But it's not always clear how much the book is claiming to be nonfiction. This graphic novel - or bande dessinée, since it's originally from France - is in the "Life Drawn" series from Humanoids, which I thought meant it was clearly, well, drawn from life. But I just took a look at their website, and the series is described as "Biographies and slice-of-life tales that show us what it means to be human" - and, more specifically, Wander Antunes's adaptation of Twain's short story Man Who Corrupted Hadleyburg, which I read recently, is also included in the program. So my assumption that of course anything published as "Life Drawn" would be nonfiction has been proven to be inoperative.
In other words: this is probably close to true, more or less. But only...kinda.
Superman Isn't Jewish (But I Am...Kinda) is a coming-of-age story told in the first person by a French boy, Benjamin, and covers mostly his youth in the late eighties and early nineties, in a large extended family with a (now-divorced) Jewish father and Catholic mother. It was written by the film director and screenwriter Jimmy Bemon and drawn by Émilie Boudet, first published in France in 2014 (when Bemon also made a related short film with the same name) and translated by Nanette McGuiness for this 2018 English-language edition.

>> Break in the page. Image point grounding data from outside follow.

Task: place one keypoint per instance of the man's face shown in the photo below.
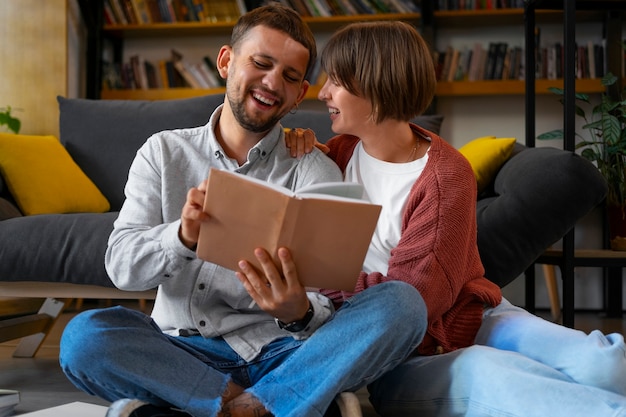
(265, 78)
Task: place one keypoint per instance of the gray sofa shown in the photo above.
(536, 197)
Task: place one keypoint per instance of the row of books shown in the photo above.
(479, 4)
(123, 12)
(328, 8)
(501, 61)
(138, 73)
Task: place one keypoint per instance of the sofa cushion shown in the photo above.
(56, 248)
(486, 155)
(42, 177)
(8, 209)
(539, 194)
(102, 136)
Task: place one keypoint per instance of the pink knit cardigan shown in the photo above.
(437, 252)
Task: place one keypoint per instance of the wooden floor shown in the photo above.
(42, 384)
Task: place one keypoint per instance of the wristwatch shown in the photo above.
(298, 325)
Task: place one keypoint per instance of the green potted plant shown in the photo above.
(12, 123)
(605, 146)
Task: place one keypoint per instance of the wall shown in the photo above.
(37, 64)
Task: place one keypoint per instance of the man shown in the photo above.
(215, 345)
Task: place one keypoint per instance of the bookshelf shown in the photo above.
(111, 36)
(463, 22)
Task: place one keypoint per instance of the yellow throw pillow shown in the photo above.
(43, 178)
(486, 155)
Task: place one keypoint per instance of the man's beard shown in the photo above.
(249, 123)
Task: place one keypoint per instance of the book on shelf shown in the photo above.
(451, 5)
(142, 11)
(327, 227)
(8, 400)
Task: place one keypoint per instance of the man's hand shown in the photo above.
(280, 295)
(192, 216)
(302, 141)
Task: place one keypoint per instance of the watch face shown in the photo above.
(298, 325)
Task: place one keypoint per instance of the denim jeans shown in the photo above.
(120, 353)
(521, 366)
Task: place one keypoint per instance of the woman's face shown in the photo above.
(349, 114)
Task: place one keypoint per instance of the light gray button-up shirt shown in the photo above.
(145, 252)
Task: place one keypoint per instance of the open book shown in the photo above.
(326, 226)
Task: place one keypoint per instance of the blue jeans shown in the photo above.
(120, 353)
(521, 366)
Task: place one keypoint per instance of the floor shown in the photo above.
(42, 384)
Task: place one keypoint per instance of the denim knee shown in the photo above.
(403, 303)
(87, 336)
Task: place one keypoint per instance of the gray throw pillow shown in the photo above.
(102, 136)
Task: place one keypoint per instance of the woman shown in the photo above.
(481, 356)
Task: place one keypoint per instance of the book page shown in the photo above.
(328, 236)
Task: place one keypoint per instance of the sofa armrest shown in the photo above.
(65, 248)
(539, 195)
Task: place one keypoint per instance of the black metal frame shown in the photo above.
(567, 261)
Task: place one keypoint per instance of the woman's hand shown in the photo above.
(280, 295)
(192, 216)
(302, 141)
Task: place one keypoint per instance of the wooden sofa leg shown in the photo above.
(553, 292)
(29, 345)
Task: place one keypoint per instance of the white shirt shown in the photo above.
(387, 184)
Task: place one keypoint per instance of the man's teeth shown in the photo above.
(264, 100)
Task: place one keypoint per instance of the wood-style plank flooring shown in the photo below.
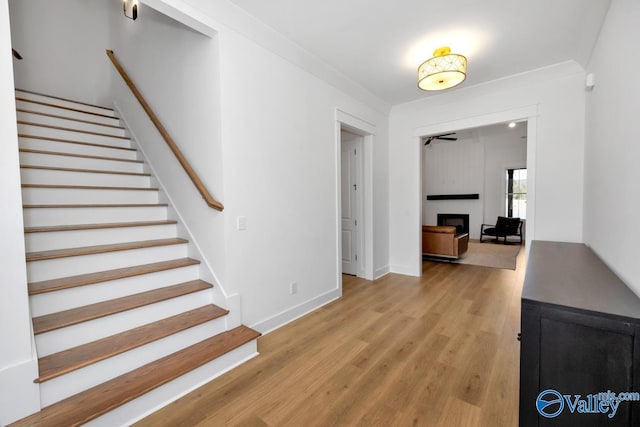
(439, 350)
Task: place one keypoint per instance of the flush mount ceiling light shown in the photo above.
(443, 71)
(130, 9)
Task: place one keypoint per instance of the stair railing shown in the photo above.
(208, 198)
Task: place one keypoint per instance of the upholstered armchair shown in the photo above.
(442, 241)
(504, 228)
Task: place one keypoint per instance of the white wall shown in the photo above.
(557, 141)
(281, 168)
(63, 45)
(279, 151)
(176, 70)
(612, 176)
(18, 366)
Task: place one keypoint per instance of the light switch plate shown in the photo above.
(241, 223)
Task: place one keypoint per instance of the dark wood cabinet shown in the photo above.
(580, 336)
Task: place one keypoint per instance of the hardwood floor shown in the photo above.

Jimmy is immersed in Jewish culture and history by his father's side of the family, encouraged to believe himself part of a long, storied cultural tradition stretching back five thousand years, one of the chosen people. And he's happy with that part.
But being Jewish also meant that he was circumcised at birth - which is vastly less common in France than it is in the US, something Bemon didn't need to point out to his original audience but might make his histrionics come across weirdly to American readers - and so he is Different From Other Boys.
There are other issues as he grows up - undertones of how much "Jewish" means "Zionist" to a bunch of schoolboys, some of whom are Arabic, things like that - but the chopped willy is the big one. Benjamin is worried that, when he ever gets together with a girl, she will point and laugh, and then tell everyone else.
Superman Isn't Jewish is relatively short and conversational, like a film driven by a single narrative voice. We don't see a whole lot of Benjamin's young life: just what matters to his possibly-Jewish identity. He has classes with a rabbi, and celebrates his bar mitzvah. There's a moment where he's pulled in to be the tenth man for a minyan. But he doesn't quite feel Jewish, and eventually works up the courage to tell his father that. This is a mostly amiable, positive book, so that goes OK in the end.
I do wonder a bit how much of Jimmy is in Benjamin, and what there is of Jimmy that didn't make it into Benjamin. But that's the inherent question of semi-autobiographical fiction, isn't it? In the end, this is a nice story about a good kid who figured out how he wanted to live and found happiness, in bright colored pencils and big faces from Boudet's art - that's a fine thing to have.